Media Releases, Legislative News, Agricultural Updates
By Dave Carter
I understand a museum has opened to commemorate some of history’s worst inventions. The Edsel is prominently displayed in the lobby. I’m sure New Coke and Crystal Pepsi also occupy places of honor.
I just hope they save a spot for the 1996 Farm Bill.
The 1996 Farm Bill, you may recall, was passed by a Republican-controlled Congress concerned that decades of federal price supports and acreage reduction programs had sapped the vitality from American agriculture. The Freedom to Farm approach they enacted was intended to unshackle producers’ ability to thrive in the emerging competitive global marketplace.
Yeah, and New Coke was supposed to taste good, too.
Anyone who has drilled a kernel of wheat into the High Plains soil over the past five years knows that this farm bill has amounted to nothing less than an absolute disaster. Only a series of annual disaster appropriations from Congress have staved off a wholesale exodus from American agriculture.
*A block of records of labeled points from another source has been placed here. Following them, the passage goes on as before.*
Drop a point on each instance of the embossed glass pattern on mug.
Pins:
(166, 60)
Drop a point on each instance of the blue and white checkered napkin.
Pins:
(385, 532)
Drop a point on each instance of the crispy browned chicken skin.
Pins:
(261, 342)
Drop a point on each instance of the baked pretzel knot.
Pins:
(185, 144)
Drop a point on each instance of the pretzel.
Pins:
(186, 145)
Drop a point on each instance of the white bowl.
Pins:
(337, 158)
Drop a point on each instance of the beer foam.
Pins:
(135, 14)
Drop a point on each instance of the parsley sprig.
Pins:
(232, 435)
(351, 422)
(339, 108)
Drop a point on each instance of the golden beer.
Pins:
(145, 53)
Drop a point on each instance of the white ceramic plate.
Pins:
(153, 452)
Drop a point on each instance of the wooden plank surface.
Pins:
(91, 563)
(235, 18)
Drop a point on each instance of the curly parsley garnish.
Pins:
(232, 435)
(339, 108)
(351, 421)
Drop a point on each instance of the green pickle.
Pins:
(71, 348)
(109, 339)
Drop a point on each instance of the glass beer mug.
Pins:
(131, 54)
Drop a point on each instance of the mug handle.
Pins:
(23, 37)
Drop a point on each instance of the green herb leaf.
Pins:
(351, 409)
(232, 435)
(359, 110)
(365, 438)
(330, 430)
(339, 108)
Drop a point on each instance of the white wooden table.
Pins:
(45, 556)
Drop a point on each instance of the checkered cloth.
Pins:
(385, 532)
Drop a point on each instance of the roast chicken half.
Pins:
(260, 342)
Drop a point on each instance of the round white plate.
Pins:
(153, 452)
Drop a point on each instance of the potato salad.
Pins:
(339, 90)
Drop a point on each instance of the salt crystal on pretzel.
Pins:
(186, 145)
As if the failure weren’t already obvious, the U.S. Department of Agriculture announced in January that 2001 farm incomes would drop another 10 percent without another round of federal assistance. So, what will the Congress do this year? Freedom to Farm does not officially expire until next year, but the House Agriculture Committee is convening hearings on the farm bill in early February. Debate is raging among committee members concerning whether those hearings will result in new legislation this year, or whether they are a warm-up for the real debate in 2002.
Though nearly every member of the Agriculture Committee acknowledges Freedom to Farm’s failings, some who helped draft the bill five years ago are reluctant to bury it before it expires. C’mon folks, even though Henry Ford named the Edsel after his son, he didn’t hesitate to pull the plug when the car bombed in the marketplace.
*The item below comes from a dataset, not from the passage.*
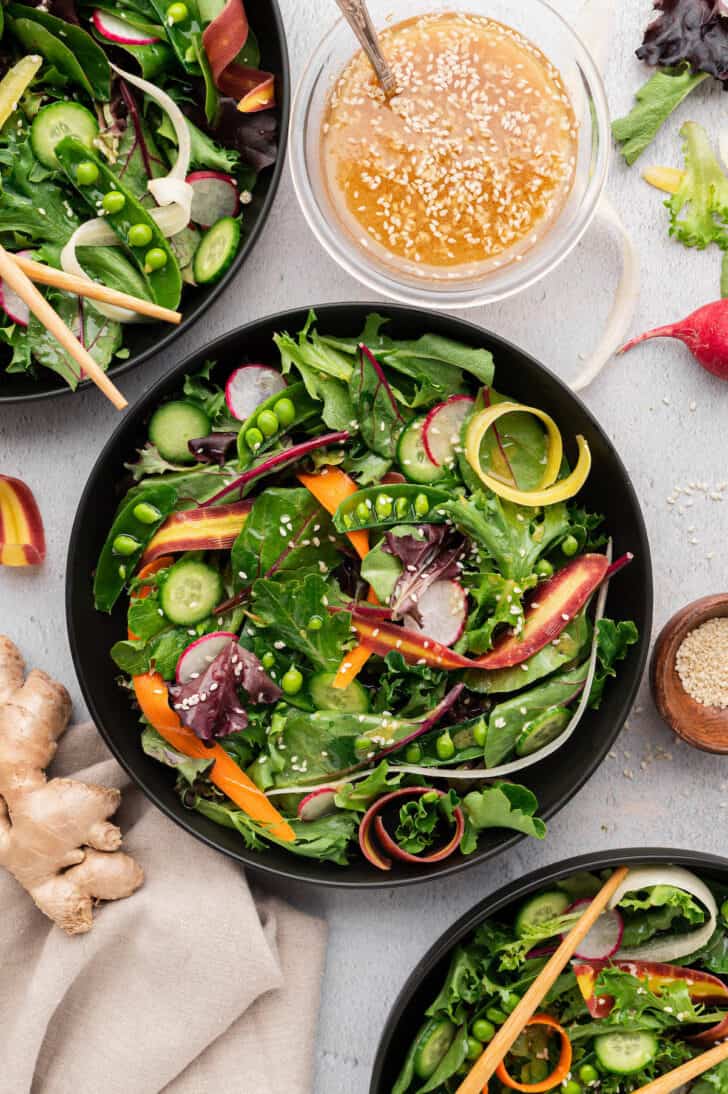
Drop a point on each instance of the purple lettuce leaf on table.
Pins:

Just as interesting as the congressional debate is the discussion raging among agricultural organizations. One large organization just completed its national convention with a policy advocating that the next farm bill should direct the bulk of financial support to the nation’s handful of largest operations. Wait a minute…aren’t these the operations that are supposed to be the most efficient? Why, then, do only the large farms deserve to enjoy a federal safety net?
Some commodity groups, meanwhile, continue to cling to the belief that unfettered free trade policies are the financial salvation for American agriculture. Those groups haven’t shared with the rest of us how American farmers and ranchers can prosper in a marketplace where we compete with countries that exploit human labor, ignore environmental concerns, and only loosely monitor health and safety regulations.
Policymakers sitting down to draft the next farm bill need to recognize that urban consumers, rural communities, and the nation’s agricultural producers will be best served by a policy that fosters stability rather than volatility. The next farm policy needs to help producers bring the annual output of crops and livestock into line with actual demand. If maintaining a food reserve is in the best interest of this nation, then the farm bill should subsidize that cost.
If protecting soil and water resources are an important national goal, then federal farm policy should provide the financial incentives to compensate producers through a multi-year set-aside. If an agricultural system composed of many diversified agricultural operations best stimulates the rural economy, then the new farm bill should appropriately target benefits to the first units of production from any operation.
And, if government policymakers truly want farmers to compete in the new marketplace, the next farm bill needs to target significant resources to help producers organize new cooperatives and other types of locally based value-added businesses.
Congress can get it right. After all, the same company that hatched the Edsel also gave us the Mustang a decade later.